I'll post my working solution but I'm almost sure you'll have to edit a lot of it to your needs.
I hope it'll give you some directions.. That's the best i can do.
I use caffenet and it comes with deploy.prototxt that I need to use for classification.
I needed to changed the name of the output layer (fc8 in caffenet) like I needed to change it in the train_val.prototxt (also comes with caffe).
I also changed the 'num_output' parameter is the output layer from 1000 to 2.
my images are 256x256 because that's the size required by caffenet for training. On the other hand, the size required for classification is 227x227 (images are cropped during training).
I could have 2 folders with 2 different images sizes but I didn't want that So I did a work-around,
I'm 'resizing' my images when I insert them to the lmdb with the --resize_height, --resize_width arguments.
This means that I don't resize the actual files - only the images inside the lmdb.
Then I create the image mean from the train_lmdb, And then, during the classification,
after loading an image with caffe.io.load_image, I center-crop the numpy array (which is the loaded image).
Note that you need to do the same transformations you did on your training images.
For this I use the caffe.io.Transformer. This might be model dependent.
For example this:
transformer.set_raw_scale('data', 255) # rescale from [0, 1] to [0, 255] - needed for caffenet\Alexnet.

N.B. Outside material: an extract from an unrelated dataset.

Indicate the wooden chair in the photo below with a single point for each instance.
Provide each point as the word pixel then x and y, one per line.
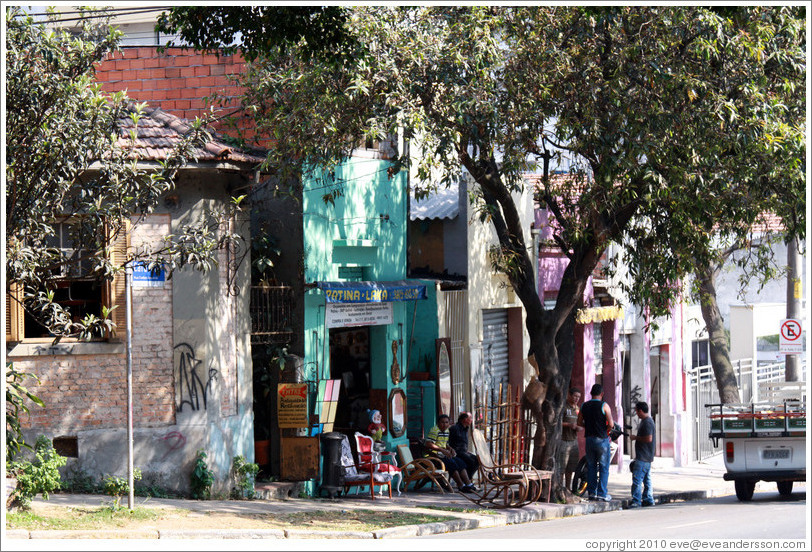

You need to check what preprocessing you need to do.
Here are the relevant functions.
Call in this order:
first create train.txt and val.txt,
then call make_lmdb,
then
make_image_mean_binaryproto
and then binary_classification_from_raw_images.
My code is a little ruff in some places - I had to get a prototype going..
Note that I have some global variables:
caffe_root = $CAFFE_ROOTcaffe_tools - path to $CAFFE_ROOT/build/tools
my_model_data - path to my images folder
my_model_mean_binaryproto - path to the image mean binaryproto which is created in my images folder,
my_model - just the name of my project
CLASSIFICATION_IMAGE_SIZE=227 # could be different for VGG
def binary_classification_from_raw_images(model, weights):
"""
:param model: path to deploy.prototxt. comes with caffenet.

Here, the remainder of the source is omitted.